Quiero que imagines a un equipo de científicos en un laboratorio. ¿Los tienes en mente? Genial. Ahora, un grupo de políticos en el congreso de los diputados. Perfecto. Por último, imagina a cinco historiadores que por fin han hallado solución a una cuestión arqueológica.

Ahora quiero que reflexiones. ¿Me incluyes? ¿Había alguna mujer en tu cabeza, en alguno de los tres grupos? La respuesta más factible es que no, y que simplemente hubieras proyectado una imagen de un grupo de aproximadamente 10 o 15 hombres con bata blanca, traje o simplemente en vaqueros. Pero hombres. Y es aquí a donde quiero llegar. ¿Hasta qué punto el lenguaje inclusivo es necesario, o es simplemente un invento superfluo feminista?

Hasta hace poco, yo era una fiel defensora del masculino genérico, pues, si somos objetivos y coherentes con nuestra propia lengua, decir científicos y científicas cuando podríamos decir simplemente científicos y que se entienda el mensaje es, simplemente, una pérdida de tiempo. Es, como cuando determinados necios del norte de España afirman que el andaluz es español mal hablado, basándose en ejemplos como para y pa’.

Y de alguna forma, este argumento llegaba a parecer irrefutable, puesto que en un habla se tiende a la economía del lenguaje. Pero, como ya hemos comprobado con la introducción de este pequeño ensayo, no ocurre así, ya que el masculino genérico, no es tan genérico como debiera ser. (Si has pensado en alguna mujer al principio, significa que al menos vamos por buen camino). Y esto en parte se debe a las circunstancias históricas que han acompañado tanto al hombre como a la mujer a lo largo de toda su existencia. (O casi, ya que en las sociedades prehistóricas podemos hablar de una igualdad relativa entre ambos sexos).
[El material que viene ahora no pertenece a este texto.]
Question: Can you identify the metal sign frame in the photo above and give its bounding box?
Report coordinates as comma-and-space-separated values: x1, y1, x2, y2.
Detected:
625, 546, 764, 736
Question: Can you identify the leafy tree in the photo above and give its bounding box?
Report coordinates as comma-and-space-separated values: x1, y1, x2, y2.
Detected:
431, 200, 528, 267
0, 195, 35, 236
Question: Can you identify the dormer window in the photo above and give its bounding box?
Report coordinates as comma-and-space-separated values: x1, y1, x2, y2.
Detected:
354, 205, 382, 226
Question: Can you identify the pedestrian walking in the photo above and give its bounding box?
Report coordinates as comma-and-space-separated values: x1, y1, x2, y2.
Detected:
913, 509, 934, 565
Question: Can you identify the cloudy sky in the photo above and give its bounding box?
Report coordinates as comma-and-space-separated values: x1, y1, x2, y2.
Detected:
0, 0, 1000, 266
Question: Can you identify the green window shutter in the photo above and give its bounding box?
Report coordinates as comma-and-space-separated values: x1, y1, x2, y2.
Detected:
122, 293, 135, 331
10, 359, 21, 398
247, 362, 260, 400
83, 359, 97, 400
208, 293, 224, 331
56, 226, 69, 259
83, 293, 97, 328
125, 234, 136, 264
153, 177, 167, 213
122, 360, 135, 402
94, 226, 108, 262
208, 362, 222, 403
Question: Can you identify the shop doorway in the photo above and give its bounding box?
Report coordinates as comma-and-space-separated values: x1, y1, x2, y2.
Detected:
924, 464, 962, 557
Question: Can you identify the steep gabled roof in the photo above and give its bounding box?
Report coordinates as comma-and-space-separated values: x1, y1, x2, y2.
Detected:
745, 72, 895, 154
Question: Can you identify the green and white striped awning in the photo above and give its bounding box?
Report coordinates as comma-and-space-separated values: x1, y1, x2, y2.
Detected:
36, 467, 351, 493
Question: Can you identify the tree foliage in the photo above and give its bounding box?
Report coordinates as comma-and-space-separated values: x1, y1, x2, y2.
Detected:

Mientras que la mujer ha tenido como principales ocupaciones el cuidado de los hijos, la costura, la atención a las tareas del hogar, y, en los últimos tiempos quizás la música o las letras (por supuesto sin recibir la visibilidad que merecieran), los hombres siempre se han ocupado de hacer historia. De la política, la ciencia, la filosofía, la tecnología o la historia. Conocemos a Bismarck, Einstein, Aristóteles, Steve Jobs o Manetón pero no conocemos a Rosa Luxemburgo, Rosalind Franklin, Hipatia de Alejandría, Ellen Swallow o Margaret Cavendish.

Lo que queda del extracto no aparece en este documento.